In most Muslim countries, that would be a nonevent. In Turkey, it was a rebellion. Turkey has built its modern identity on secularism. Women on billboards do not wear scarves. The scarves are banned in schools and universities. So Yilmaz dropped out of school. Her parents were angry. Her classmates stopped calling her.
Like many young people at a time of religious revival across the Muslim world, Yilmaz, now 21, is more observant than her parents. Her mother wears a scarf, but cannot read the Koran in Arabic. They do not pray five times a day. The habits were typical for their generation Â— Turks who moved from the countryside during industrialization.
"Before I decided to cover, I knew who I was not," Yilmaz said, sitting in a leafy Ottoman-era courtyard. "After I covered, I finally knew who I was."
While her decision was in some ways a recognizable act of youthful rebellion, in Turkey her personal choices are part of a paradox at the heart of the country's modern identity.

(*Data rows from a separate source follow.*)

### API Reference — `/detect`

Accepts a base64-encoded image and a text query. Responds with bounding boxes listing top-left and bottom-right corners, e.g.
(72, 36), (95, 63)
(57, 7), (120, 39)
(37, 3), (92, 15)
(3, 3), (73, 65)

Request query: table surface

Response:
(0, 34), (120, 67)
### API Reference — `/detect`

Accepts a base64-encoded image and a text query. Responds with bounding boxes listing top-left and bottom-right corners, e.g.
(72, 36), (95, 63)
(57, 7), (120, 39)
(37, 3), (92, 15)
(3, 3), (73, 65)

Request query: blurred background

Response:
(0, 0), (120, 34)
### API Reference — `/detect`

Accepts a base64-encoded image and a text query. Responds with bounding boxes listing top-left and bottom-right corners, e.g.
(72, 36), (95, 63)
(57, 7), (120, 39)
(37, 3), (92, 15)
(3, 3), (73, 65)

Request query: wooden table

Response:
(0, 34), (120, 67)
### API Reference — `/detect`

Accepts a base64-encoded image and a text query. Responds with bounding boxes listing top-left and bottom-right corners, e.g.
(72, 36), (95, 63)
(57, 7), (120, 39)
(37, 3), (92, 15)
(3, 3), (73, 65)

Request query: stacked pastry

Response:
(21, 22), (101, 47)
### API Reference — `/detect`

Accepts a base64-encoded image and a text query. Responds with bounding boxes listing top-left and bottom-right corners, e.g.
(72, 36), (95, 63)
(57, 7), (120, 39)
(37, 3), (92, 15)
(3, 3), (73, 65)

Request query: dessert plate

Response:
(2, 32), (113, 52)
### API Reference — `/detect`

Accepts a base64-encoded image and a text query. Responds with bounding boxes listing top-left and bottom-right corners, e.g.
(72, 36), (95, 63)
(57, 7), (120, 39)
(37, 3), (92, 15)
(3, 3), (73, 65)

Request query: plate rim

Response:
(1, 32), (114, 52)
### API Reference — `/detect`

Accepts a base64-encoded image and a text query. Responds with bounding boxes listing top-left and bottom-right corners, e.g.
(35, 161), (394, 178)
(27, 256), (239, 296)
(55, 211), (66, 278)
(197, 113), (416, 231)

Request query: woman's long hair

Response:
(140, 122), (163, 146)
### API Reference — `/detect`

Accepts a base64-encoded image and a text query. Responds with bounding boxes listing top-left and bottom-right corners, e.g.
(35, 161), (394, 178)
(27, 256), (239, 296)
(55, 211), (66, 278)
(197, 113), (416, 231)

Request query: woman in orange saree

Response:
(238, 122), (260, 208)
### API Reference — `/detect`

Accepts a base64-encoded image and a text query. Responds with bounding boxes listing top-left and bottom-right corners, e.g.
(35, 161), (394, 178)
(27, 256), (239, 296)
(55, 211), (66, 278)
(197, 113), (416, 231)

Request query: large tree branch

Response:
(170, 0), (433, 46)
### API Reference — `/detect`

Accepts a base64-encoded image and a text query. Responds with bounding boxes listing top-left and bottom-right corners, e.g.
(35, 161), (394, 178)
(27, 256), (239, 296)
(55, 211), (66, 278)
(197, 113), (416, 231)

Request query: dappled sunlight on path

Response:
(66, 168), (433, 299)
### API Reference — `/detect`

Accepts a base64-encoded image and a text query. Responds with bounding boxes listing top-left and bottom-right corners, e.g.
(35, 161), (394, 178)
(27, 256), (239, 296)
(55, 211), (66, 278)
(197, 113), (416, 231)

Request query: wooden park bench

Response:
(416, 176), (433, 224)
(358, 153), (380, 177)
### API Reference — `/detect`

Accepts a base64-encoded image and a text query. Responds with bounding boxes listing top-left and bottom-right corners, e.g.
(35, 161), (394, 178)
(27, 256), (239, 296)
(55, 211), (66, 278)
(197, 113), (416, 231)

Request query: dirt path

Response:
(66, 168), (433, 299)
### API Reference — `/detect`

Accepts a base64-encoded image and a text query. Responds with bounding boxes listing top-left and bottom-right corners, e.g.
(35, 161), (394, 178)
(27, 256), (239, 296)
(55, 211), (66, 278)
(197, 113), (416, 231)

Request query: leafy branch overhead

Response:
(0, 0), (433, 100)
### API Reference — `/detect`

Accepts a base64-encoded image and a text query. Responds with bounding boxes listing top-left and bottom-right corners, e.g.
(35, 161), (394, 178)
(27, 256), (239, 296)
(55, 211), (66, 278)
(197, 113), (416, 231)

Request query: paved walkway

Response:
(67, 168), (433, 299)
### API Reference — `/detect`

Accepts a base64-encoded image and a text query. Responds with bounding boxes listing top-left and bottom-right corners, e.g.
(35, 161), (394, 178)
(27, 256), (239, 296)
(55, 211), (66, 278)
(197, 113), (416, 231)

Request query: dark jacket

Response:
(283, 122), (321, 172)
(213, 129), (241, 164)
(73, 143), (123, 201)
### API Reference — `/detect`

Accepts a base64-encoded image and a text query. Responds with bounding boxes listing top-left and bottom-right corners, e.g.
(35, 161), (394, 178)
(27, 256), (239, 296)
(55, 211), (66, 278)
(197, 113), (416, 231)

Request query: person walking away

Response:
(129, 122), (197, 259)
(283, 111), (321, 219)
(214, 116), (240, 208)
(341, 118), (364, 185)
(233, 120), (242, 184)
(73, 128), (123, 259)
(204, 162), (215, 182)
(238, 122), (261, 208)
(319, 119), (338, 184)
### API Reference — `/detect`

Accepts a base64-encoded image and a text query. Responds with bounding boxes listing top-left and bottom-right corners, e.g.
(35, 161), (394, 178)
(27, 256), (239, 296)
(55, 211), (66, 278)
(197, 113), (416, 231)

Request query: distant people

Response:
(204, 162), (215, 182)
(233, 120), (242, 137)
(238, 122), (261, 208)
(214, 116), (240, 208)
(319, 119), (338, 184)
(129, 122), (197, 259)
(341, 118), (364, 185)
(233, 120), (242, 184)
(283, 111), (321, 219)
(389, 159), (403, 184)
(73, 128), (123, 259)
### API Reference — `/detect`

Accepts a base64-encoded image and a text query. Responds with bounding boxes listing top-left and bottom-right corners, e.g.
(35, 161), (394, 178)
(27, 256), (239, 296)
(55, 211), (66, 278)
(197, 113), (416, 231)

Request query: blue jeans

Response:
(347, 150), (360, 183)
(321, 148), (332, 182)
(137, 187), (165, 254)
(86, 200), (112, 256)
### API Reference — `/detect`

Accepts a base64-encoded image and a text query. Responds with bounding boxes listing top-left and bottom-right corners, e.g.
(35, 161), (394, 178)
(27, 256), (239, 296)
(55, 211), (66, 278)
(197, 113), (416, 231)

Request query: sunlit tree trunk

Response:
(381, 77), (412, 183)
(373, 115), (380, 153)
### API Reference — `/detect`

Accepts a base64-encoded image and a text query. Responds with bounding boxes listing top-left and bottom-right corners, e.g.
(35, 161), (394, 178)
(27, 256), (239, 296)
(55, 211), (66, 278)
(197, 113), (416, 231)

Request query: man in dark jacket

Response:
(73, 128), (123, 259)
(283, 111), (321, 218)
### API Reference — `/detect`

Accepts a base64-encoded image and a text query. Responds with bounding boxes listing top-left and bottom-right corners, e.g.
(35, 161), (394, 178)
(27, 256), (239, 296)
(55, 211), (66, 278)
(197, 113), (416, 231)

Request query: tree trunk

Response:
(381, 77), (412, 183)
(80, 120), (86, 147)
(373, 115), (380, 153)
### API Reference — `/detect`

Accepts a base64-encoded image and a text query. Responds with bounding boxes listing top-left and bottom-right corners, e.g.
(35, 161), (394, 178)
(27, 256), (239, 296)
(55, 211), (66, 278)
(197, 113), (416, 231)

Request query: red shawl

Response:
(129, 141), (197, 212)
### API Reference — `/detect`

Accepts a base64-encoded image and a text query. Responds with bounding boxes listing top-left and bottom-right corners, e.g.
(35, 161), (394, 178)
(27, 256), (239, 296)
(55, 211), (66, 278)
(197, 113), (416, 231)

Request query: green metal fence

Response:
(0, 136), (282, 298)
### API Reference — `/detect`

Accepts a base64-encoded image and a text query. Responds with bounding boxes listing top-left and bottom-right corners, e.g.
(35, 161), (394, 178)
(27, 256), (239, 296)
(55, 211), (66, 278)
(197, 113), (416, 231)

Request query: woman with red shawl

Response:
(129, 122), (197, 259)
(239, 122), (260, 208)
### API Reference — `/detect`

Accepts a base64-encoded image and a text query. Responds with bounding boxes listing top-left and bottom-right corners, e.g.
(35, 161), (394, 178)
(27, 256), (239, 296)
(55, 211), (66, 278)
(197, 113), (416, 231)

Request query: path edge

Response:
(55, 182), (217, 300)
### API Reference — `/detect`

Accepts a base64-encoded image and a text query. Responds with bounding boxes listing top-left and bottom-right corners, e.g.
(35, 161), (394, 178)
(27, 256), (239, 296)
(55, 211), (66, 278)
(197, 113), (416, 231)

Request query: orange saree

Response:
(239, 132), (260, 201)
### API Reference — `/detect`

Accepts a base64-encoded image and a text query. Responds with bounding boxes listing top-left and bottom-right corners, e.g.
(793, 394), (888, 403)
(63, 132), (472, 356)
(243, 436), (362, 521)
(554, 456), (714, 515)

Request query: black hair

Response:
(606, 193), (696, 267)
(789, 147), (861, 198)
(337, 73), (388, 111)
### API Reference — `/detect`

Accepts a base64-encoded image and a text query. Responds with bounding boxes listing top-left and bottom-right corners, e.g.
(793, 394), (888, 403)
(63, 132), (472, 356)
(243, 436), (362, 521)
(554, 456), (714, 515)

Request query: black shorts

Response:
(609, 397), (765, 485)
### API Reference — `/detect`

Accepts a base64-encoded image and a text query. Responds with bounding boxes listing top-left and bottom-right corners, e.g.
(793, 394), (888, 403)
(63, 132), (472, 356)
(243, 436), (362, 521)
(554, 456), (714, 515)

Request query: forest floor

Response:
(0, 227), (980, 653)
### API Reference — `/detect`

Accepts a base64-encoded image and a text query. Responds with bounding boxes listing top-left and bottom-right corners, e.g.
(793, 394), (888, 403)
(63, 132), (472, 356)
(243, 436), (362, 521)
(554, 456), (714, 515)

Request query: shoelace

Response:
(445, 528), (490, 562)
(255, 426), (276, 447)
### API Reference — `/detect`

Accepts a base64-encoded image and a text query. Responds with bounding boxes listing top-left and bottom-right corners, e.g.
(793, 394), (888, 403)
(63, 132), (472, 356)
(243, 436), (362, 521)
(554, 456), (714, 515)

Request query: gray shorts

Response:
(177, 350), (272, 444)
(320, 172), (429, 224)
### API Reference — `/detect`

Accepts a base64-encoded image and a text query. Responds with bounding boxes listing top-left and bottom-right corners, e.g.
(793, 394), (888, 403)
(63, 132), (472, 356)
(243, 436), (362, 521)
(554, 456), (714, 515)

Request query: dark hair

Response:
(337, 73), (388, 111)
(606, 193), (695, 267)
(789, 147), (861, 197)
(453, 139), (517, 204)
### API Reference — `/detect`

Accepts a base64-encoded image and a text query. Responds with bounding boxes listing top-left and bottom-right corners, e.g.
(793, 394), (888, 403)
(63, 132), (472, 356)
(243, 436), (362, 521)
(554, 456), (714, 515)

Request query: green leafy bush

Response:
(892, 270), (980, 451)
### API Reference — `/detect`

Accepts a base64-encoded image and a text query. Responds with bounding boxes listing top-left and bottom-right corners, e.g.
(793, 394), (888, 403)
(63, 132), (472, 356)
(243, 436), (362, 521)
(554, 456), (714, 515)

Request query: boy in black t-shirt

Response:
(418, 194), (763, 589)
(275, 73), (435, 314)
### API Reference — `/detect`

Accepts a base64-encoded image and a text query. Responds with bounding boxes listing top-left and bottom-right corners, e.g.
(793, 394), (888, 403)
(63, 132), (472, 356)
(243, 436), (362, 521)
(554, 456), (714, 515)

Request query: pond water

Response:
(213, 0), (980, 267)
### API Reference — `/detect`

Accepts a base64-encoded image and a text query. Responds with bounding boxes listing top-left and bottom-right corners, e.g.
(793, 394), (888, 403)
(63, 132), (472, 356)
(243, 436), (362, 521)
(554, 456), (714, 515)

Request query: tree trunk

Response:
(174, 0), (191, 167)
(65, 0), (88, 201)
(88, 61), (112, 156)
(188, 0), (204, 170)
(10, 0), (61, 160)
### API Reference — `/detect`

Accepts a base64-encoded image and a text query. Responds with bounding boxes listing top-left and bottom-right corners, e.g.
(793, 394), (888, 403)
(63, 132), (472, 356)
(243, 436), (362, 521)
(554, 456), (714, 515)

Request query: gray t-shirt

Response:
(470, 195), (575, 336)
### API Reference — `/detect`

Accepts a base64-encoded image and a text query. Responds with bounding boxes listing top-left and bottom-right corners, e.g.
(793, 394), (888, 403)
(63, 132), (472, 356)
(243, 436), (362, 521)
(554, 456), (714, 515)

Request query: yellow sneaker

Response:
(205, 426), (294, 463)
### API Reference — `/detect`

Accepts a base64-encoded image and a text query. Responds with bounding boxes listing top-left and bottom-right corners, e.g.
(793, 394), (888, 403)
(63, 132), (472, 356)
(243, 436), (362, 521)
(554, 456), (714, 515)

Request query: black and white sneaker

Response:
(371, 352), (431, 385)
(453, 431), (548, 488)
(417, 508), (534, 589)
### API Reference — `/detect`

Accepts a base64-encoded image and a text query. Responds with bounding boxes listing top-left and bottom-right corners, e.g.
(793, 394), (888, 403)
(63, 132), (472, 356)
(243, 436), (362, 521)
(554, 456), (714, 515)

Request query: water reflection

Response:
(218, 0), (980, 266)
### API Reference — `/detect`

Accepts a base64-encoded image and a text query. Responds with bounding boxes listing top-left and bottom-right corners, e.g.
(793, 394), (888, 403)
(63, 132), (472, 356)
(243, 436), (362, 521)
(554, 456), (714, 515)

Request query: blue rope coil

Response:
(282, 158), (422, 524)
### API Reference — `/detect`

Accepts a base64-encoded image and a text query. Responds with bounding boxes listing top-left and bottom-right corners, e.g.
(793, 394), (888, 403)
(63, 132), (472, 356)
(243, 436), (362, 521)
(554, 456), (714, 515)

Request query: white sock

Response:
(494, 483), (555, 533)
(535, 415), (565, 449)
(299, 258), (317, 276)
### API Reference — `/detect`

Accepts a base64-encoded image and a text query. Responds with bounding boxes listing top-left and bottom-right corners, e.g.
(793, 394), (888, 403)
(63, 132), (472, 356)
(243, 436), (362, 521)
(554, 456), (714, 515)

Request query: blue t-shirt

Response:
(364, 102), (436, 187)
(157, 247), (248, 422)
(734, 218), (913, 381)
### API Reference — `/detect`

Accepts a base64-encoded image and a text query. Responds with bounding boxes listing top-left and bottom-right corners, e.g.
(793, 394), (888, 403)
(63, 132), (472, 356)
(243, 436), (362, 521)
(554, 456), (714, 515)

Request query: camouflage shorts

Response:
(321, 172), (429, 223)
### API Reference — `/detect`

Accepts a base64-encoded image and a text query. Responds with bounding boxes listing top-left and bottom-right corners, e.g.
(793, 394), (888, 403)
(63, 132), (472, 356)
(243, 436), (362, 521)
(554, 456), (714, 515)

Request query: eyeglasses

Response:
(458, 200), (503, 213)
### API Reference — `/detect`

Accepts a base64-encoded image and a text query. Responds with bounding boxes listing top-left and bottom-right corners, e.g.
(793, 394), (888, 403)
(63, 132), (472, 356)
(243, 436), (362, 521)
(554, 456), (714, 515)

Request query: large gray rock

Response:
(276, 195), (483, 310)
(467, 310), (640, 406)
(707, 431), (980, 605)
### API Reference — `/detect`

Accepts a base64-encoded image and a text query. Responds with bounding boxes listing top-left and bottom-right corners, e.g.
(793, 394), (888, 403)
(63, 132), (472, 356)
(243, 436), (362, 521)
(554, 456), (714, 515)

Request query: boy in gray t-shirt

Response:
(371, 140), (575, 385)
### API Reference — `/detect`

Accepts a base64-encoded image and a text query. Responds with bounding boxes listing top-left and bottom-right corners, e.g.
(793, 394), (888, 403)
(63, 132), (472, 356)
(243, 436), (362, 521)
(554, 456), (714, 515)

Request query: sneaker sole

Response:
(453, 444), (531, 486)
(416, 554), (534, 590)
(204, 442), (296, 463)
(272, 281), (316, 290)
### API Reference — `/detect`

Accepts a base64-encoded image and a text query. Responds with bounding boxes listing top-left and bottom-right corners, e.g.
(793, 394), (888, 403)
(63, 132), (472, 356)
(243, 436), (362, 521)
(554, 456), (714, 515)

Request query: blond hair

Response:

Turkey is now run by a party of observant Muslims, but its reigning ideology and law are strictly secular, dating from the authoritarian rule in the 1920s of Mustafa Kemal Ataturk, a former army general who pushed Turkey toward the West and cut its roots with the Ottoman East. For some young people today, freedom means the right to practice Islam, and self-expression means covering their hair.
They are redrawing lines between freedom and devotion, modernization and tradition, and blurring some prevailing distinctions between East and West.